Who doesn’t love dried fruit? It’s the perfect on-the-go snack, a boost of sweetness when you have a craving, an excellent source of fiber, and according to the USDA’s My Plate Dietary Guide, it counts as a nutritional equivalent to a serving of fresh fruit. But can something so deliciously amazing and convenient be all it’s cracked up to be? Well, the answer is: that depends.
Drying fruits is one of the oldest methods of food preservation. Originally, it was done in the sun or over low heat, but modern appliances like dehydrators or low heat ovens make drying foods much easier and simpler. However, modern food science and mass-production has vastly altered the dried foods available in stores. That delicious fiber-filled dried apricot may not be the nutrient rich snack you think it is! Here are some secret dangers lurking in dried fruits and how you can avoid them.
1. Sulfer Dioxides
The number one danger in many commercially available dried fruits is sulfur dioxide. Sulfur dioxide is an unpleasant smelling gas that is created by burning coal or oil, and used as a disinfectant, a bleaching agent or as a food preservative. When treated with sulfur dioxide prior to drying, fruits maintain their color and flavor, as well as extend their shelf life. While the U.S. National Library of Medicine does not consider sulfur dioxide to be harmful for healthy people to consume in small amounts, according to Food Matters, the acceptable daily intake for a 10-year-old weighing 21kg (roughly 46 lbs) is just 15mg of sulphite per day; that’s the equivalent of one dried apricot.
Sulfur dioxide exposure can be very harmful, even deadly to asthma sufferers and those with sulfite allergies or sensitivities, and is a toxic and dangerous chemical to both our bodies and the environment.
Try This Instead:
To avoid sulfur dioxide in your dried fruit, look for organic brands, and read the labels thoroughly, or make your own! While the versions without chemical additives won’t be as vibrantly colored, they will taste great and will last longer when stored in the freezer.
2. Added Sugars
Drying fruit removes water, concentrating its natural sugars, like fructose, and creating an energy dense food. However, fructose won’t cause the spike in blood sugar like many sweets and snack foods do. And while the calorie count may be higher, dried fruits may actually provide more fiber, vitamins and calcium.

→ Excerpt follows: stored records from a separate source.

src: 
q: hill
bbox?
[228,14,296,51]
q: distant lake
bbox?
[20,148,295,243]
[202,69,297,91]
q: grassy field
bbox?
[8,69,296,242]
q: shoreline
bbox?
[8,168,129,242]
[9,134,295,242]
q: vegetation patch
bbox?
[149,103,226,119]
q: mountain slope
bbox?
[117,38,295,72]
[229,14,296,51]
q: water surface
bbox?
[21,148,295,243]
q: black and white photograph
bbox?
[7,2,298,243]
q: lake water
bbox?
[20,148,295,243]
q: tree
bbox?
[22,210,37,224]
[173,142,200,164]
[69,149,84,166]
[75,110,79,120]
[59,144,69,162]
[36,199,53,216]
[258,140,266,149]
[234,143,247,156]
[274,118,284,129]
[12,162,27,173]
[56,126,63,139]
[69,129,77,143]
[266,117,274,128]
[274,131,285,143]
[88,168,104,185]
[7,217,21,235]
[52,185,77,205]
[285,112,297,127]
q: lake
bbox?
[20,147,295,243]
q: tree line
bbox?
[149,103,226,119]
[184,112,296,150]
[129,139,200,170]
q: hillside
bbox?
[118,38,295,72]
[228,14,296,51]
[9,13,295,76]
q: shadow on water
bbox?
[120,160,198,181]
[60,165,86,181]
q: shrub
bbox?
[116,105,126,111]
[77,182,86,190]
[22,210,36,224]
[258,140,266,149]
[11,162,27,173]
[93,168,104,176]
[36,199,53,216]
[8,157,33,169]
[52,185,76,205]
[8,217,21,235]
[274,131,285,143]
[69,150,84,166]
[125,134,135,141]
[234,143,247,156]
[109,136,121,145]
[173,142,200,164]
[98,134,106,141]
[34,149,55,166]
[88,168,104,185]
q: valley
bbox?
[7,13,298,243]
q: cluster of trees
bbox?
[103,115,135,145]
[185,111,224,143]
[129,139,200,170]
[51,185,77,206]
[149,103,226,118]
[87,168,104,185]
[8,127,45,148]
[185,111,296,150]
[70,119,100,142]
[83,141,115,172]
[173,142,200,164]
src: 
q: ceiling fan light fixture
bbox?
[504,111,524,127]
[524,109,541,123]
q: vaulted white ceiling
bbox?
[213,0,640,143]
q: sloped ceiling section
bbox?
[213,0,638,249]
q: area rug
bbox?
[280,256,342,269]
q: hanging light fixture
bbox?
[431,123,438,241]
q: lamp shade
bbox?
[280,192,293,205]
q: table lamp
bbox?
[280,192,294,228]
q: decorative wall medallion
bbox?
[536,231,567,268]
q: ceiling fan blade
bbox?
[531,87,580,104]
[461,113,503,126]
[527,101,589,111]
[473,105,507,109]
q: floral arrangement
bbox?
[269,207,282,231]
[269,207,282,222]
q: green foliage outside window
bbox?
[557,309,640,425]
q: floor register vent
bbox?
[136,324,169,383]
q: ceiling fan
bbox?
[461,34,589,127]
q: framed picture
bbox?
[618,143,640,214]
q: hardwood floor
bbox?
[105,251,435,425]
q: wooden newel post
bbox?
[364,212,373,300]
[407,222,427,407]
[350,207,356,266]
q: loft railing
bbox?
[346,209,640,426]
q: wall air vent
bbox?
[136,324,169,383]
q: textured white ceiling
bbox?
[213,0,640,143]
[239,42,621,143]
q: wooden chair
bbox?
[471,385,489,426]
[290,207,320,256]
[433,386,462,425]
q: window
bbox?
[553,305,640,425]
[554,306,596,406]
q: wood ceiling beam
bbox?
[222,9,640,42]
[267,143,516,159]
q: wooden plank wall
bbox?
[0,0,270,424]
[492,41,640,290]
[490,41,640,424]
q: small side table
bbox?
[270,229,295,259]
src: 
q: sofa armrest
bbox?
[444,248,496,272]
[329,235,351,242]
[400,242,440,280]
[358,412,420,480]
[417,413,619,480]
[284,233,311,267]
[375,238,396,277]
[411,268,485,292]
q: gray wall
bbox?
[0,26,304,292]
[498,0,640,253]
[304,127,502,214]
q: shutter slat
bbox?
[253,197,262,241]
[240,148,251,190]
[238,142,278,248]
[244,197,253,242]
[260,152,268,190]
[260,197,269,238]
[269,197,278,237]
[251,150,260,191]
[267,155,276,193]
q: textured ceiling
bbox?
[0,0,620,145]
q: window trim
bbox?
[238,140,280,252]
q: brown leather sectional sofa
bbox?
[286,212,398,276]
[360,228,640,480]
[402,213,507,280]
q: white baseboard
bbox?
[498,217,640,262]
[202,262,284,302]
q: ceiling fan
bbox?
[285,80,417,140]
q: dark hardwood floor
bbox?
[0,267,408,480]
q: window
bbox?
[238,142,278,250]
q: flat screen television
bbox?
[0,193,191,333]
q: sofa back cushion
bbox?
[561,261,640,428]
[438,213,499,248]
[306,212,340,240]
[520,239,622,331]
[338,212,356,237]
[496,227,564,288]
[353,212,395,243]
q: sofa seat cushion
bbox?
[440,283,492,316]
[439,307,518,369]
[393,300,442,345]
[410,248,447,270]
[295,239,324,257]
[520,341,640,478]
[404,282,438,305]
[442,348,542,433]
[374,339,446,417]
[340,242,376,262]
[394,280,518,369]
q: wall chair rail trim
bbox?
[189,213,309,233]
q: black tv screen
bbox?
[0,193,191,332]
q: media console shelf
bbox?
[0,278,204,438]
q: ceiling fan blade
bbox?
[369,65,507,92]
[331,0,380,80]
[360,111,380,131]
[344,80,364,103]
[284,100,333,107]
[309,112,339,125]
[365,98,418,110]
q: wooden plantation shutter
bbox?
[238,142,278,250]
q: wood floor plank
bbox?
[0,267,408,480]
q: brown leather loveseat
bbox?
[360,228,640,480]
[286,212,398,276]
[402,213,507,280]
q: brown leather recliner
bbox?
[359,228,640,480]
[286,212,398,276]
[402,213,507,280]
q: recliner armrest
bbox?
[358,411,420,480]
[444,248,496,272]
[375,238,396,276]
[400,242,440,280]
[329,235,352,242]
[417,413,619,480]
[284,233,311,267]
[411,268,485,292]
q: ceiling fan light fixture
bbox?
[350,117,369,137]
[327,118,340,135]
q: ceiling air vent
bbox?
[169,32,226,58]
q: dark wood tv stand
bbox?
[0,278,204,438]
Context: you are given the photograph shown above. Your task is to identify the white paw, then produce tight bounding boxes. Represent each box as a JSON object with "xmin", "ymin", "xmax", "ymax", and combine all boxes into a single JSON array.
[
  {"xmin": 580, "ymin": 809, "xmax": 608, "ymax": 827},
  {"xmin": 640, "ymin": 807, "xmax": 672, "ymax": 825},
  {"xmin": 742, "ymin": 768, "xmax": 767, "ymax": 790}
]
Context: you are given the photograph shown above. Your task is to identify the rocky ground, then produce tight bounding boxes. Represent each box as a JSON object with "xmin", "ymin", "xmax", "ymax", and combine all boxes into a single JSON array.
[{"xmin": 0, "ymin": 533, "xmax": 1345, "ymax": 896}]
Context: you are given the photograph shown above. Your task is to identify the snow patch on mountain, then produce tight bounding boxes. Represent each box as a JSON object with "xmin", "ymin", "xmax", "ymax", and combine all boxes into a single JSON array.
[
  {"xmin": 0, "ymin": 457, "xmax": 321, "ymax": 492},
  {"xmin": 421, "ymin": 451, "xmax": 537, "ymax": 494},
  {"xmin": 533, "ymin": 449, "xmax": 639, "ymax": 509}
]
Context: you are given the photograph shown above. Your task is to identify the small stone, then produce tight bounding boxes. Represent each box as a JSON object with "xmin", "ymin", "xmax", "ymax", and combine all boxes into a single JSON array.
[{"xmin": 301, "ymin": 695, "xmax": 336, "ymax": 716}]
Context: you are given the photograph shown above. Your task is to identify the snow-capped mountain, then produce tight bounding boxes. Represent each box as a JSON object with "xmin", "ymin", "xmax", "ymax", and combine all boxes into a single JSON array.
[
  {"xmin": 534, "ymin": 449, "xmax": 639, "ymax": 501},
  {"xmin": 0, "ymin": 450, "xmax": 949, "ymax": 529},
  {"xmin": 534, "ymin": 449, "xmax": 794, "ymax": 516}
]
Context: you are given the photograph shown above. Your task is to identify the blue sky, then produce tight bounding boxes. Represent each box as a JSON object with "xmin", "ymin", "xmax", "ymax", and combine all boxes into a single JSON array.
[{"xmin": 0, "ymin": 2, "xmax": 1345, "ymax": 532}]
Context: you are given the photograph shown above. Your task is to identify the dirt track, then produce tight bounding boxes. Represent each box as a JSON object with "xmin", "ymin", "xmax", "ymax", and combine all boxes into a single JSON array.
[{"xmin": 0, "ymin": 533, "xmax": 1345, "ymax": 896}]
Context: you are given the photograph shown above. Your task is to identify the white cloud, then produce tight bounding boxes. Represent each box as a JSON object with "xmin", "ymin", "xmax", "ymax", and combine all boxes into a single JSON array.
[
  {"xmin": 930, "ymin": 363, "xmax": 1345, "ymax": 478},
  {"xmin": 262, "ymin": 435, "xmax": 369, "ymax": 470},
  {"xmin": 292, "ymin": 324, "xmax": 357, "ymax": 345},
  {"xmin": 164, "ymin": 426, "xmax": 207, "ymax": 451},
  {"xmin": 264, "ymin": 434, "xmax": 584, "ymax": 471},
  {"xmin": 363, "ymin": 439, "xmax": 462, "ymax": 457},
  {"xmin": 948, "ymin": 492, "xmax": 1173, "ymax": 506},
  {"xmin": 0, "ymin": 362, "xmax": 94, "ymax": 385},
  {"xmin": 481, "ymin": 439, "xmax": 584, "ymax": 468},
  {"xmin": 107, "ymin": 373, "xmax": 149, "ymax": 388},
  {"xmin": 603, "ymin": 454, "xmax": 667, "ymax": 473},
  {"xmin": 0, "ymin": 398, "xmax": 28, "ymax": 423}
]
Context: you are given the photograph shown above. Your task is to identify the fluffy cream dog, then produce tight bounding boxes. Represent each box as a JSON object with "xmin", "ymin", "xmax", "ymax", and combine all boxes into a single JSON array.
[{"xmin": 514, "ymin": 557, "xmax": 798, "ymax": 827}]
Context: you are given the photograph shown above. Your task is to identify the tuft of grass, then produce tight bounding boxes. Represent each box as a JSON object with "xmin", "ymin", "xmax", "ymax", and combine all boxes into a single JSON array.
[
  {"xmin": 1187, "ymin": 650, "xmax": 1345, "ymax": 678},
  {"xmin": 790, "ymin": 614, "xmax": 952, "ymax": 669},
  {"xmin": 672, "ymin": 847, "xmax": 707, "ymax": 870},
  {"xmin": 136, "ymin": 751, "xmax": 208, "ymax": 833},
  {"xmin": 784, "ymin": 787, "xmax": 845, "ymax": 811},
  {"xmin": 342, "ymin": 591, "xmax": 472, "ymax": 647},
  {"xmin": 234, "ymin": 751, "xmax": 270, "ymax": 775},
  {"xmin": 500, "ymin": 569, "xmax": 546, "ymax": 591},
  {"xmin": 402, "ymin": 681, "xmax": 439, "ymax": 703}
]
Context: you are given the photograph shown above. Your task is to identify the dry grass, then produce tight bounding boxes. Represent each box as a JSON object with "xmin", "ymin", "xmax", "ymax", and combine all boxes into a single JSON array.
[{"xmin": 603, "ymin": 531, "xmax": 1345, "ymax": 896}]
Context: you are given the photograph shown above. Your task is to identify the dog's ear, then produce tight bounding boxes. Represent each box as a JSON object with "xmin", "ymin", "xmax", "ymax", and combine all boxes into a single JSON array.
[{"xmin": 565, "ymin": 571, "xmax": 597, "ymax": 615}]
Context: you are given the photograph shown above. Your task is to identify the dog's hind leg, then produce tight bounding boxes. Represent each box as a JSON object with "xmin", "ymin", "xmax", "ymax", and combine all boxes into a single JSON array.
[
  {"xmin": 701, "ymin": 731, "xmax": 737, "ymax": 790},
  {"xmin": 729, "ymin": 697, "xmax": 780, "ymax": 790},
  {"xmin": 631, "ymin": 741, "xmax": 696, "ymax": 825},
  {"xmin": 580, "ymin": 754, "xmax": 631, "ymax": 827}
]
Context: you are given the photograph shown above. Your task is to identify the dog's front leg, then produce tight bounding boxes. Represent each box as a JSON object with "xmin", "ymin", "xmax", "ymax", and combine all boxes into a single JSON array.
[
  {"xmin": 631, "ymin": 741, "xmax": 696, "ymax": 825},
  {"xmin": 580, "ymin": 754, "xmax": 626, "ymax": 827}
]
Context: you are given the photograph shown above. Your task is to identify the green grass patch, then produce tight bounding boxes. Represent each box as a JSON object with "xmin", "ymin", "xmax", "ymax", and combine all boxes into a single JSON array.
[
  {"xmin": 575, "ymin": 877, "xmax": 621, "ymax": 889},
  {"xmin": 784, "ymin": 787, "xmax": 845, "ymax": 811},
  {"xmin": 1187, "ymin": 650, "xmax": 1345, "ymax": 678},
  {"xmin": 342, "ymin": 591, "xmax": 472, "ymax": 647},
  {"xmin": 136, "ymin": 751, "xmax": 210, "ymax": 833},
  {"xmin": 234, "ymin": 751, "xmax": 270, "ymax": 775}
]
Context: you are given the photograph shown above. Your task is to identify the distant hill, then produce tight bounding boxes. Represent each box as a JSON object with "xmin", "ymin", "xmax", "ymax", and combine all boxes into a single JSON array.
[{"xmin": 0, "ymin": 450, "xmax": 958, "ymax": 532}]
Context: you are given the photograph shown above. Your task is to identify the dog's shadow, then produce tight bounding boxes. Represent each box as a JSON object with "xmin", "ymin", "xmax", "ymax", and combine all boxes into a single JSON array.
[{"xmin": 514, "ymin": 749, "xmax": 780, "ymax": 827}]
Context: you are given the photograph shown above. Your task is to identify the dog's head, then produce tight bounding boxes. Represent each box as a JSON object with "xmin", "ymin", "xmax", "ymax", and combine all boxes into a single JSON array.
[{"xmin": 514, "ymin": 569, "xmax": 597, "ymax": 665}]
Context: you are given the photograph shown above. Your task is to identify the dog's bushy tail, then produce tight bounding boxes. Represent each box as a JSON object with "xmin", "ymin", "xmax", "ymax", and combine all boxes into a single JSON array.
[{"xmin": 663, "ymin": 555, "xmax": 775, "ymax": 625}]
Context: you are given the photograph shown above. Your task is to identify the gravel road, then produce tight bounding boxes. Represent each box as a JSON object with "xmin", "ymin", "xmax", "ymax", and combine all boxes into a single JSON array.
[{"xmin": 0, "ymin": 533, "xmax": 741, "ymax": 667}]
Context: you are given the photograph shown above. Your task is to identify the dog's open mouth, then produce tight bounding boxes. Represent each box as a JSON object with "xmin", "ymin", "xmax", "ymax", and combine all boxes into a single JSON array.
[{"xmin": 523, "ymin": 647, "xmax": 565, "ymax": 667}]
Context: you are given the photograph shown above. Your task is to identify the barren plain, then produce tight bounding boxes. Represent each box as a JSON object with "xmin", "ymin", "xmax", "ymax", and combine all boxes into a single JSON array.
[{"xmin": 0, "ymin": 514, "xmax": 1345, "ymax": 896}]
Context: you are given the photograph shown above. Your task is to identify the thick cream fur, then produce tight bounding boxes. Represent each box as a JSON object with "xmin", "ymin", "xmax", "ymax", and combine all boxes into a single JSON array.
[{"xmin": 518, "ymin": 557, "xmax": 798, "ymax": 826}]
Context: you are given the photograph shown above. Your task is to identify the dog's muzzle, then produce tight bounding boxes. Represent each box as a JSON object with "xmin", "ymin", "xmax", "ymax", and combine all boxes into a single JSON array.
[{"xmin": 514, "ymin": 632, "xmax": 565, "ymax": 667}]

The problem is that many commercially available dried fruits contain extra ingredients for marketability. When dried fruit is pumped up with sugar, saccharine and other artificial sweeteners, eating it can lead to that blood sugar spike, which contributes to type 2 diabetes, cardiovascular disease, and many other problems. Be certain to read labels.
Try This Instead:
Look for sugar free versions, or dried fruit sweetened with natural fruit juices. With a little attention and awareness, dried fruits can be a nutritious, convenient and delicious way to add sweetness or variety to your diet. If you’ve got a hankering, try drying your own! Check out this fantastic recipe for Chickpea, Sweet Potato, Kale, Green Olive, Dried Fruit and Cashew Tangine.
3. Serving Size
Because dried fruit is an energy dense food, it’s easy to over-consume these sweet treats. Eating a few handfuls of dried apricots or mangos is an easy task, but eating the fresh equivalent in one sitting would be unusual. And in order to digest it, your body must use its own fluids to reconstitute the fruit. A small amount of dried fruit can yield a much larger amount of reconstituted fruit, which can lead to bloating and dehydration. So it’s very important to be mindful of how much dried fruit you are eating at once, and to drink plenty of fluids when you do. As a general rule of thumb, a half cup of dried fruit equals approximately one cup of fresh fruit.
Try This Instead:
Make individually portioned snack bags of nuts and dried fruit, so you won’t run the risk of eating too much sugar in one sitting. Make your own superfood trail mix.